A story about a guy buying a PowerBook is only going to be interesting if you know a bit about the guy. So here's the prequel to the current story. (The aim is to make my prejudices and preconceptions obvious, not to hide them.)

I have owned a computer since I was in primary school. The pedigree went like this: Commodore VIC 20, Commodore 64, various Commodore Amigas, and finally various Intel-based PCs since a 486DX-40 was high-end. I currently run a couple of Pentium 4s.

If you can call the interactive BASIC interpreters of the early Commodores an operating system, then that's the first operating system I ever used. From there, I moved to AmigaOS, which I think was underrated, but probably because only me and a handful of other people in the world ever owned or used it. My first Intel-based PC ran MS-DOS 6 and Windows 3.1. From the get-go, I sensed that Windows was a crock. I had already seen the MacOS GUI, and in comparison, this was at best a not-very-funny joke. I stuck with Wintel over many years, as, I'm sure, have many others, because it was just the path of least resistance. Mac-lovers hear this: we know Windows sucks. It does hurt our brains to use it. But when you live in a software monoculture that wasn't your fault, sometimes you've just got to suck it up.
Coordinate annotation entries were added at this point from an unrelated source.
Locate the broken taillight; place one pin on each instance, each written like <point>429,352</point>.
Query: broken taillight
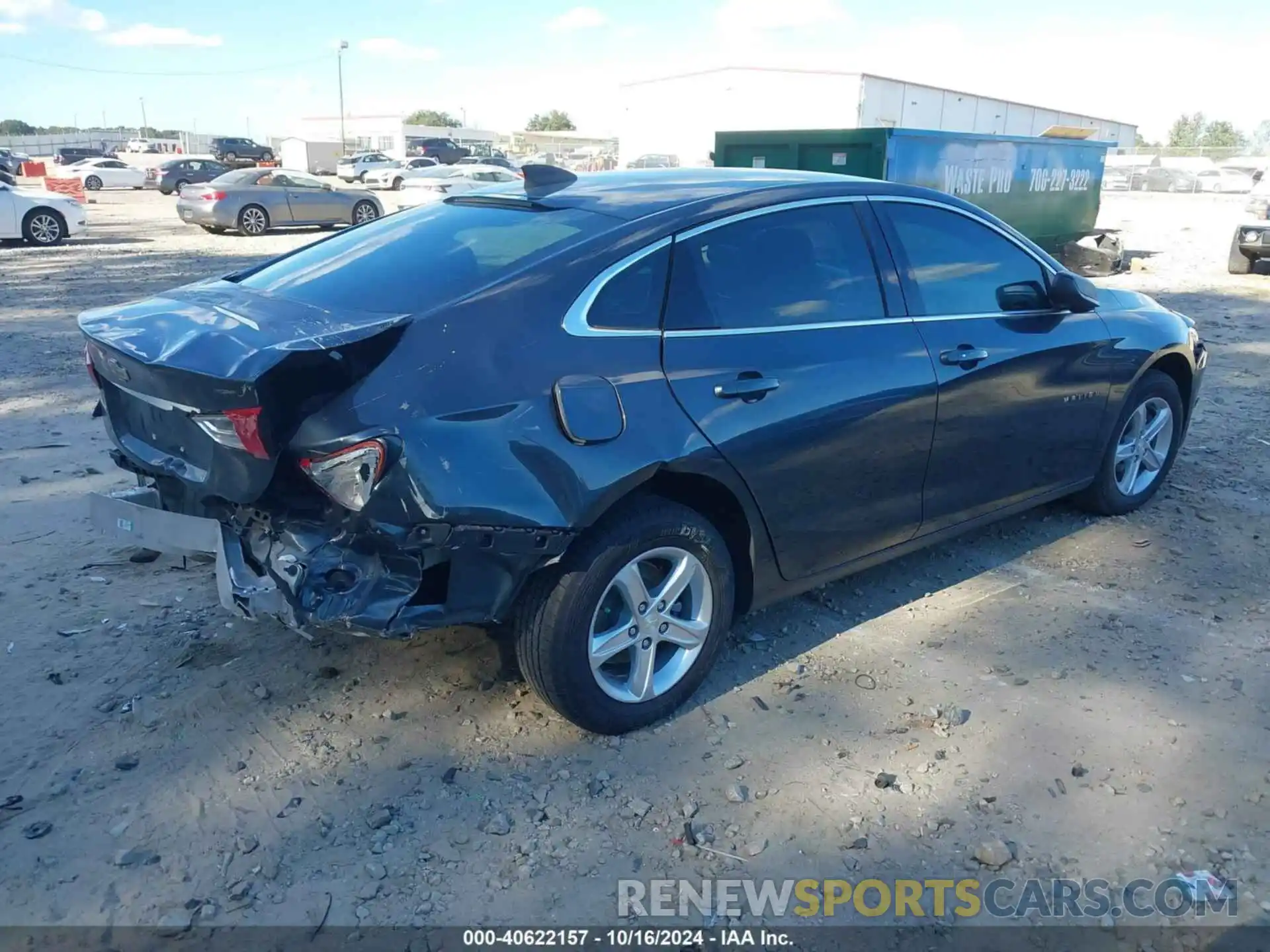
<point>238,429</point>
<point>349,476</point>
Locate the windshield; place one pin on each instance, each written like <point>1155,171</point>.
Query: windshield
<point>417,260</point>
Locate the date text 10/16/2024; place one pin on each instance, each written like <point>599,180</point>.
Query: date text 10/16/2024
<point>624,938</point>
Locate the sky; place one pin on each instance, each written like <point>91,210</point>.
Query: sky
<point>499,61</point>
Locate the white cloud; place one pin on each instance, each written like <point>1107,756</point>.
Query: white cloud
<point>55,12</point>
<point>578,18</point>
<point>393,48</point>
<point>149,34</point>
<point>779,15</point>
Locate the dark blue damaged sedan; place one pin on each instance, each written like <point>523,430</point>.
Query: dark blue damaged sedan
<point>607,414</point>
In the early 1990s, I discovered Unix. I installed FreeBSD when doing so still involved downloading several dozen floppies over a 14.4K link. I've run FreeBSD (often in parallel with Windows) ever since. I choose FreeBSD when I need things to work. I choose Windows when I have no other choice. I've never run Linux, and I've used it about twice. I used Solaris during my undergraduate years. (I have a degree in pure mathematics and computer science.) It didn't do much for me, but at least it was Unix.
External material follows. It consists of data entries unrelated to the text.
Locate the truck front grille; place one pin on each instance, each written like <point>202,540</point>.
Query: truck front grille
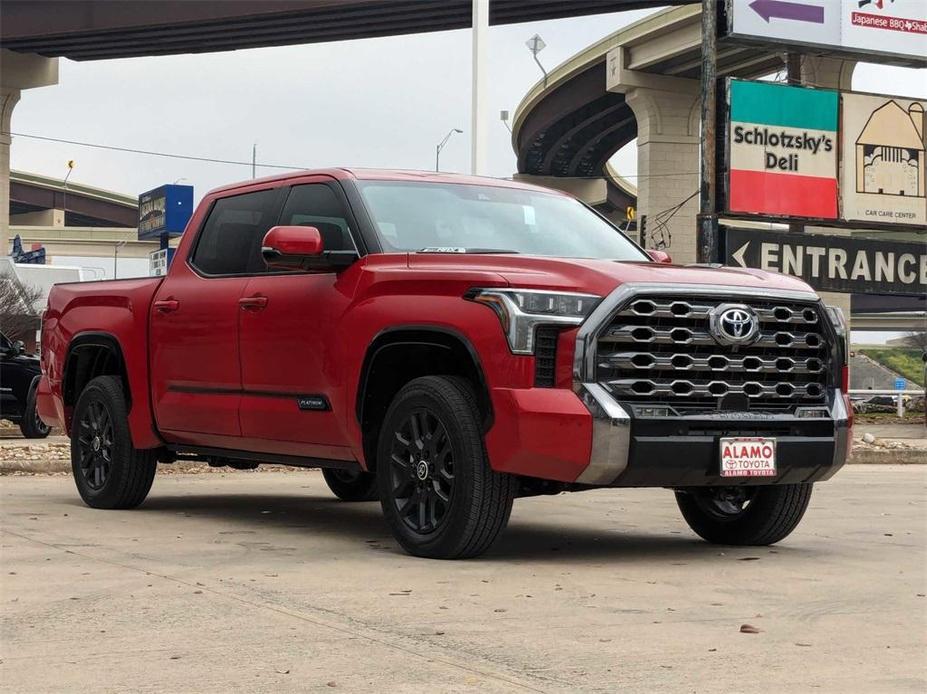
<point>659,349</point>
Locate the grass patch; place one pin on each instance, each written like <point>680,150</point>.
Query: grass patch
<point>902,360</point>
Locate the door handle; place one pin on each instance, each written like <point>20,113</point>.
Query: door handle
<point>252,303</point>
<point>166,305</point>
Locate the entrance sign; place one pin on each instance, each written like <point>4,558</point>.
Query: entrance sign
<point>782,150</point>
<point>894,29</point>
<point>832,263</point>
<point>884,159</point>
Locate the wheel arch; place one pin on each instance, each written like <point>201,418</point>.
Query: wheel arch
<point>399,354</point>
<point>90,355</point>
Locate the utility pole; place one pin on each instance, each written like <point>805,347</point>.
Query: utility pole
<point>478,119</point>
<point>708,234</point>
<point>793,77</point>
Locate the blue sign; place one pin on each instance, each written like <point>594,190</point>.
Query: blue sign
<point>164,211</point>
<point>34,257</point>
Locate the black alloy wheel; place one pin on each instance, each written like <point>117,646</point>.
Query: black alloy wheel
<point>724,503</point>
<point>747,515</point>
<point>95,443</point>
<point>421,472</point>
<point>439,494</point>
<point>108,470</point>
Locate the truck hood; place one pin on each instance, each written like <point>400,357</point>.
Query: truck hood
<point>601,277</point>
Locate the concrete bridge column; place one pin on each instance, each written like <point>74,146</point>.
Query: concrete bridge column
<point>667,166</point>
<point>667,112</point>
<point>8,100</point>
<point>18,71</point>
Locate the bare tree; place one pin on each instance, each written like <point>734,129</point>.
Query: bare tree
<point>19,317</point>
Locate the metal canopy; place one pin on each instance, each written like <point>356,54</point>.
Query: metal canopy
<point>101,29</point>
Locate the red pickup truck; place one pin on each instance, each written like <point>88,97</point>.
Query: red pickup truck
<point>447,344</point>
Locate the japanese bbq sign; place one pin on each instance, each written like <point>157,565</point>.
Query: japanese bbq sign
<point>894,30</point>
<point>782,146</point>
<point>832,263</point>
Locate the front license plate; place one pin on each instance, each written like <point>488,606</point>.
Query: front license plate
<point>748,457</point>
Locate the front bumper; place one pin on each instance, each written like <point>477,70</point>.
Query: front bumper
<point>683,451</point>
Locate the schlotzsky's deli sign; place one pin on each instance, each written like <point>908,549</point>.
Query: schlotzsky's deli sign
<point>782,155</point>
<point>787,157</point>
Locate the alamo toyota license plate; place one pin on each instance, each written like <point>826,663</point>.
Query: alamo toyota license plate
<point>748,457</point>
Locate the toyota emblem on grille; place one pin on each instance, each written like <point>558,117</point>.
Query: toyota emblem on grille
<point>734,324</point>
I've used Macs many times. I am reasonably sure I used one of the original Macintosh 128 or 512K models somewhere in the distant past. I still remember being blown away the first time I wrote an essay in Word on a Mac, and printed it out on a LaserWriter. (Alright—I was young, and easily impressed.) I've used many incarnations of MacOS. In my first undergraduate year, we programmed in Java on iMacs. Some of my best friends own Macs.

To summarise, probably the single biggest reason I've never bought a Mac is this: I just didn't get it. The Macintosh seemed from the outside to be a bizarre cult, and I really don't care much for religion. A few months ago, I received an iPod as a gift. I like it. (I think the user interface is neat, but it's not "genius" as I keep hearing it described.) Maybe I'm just starting to get it.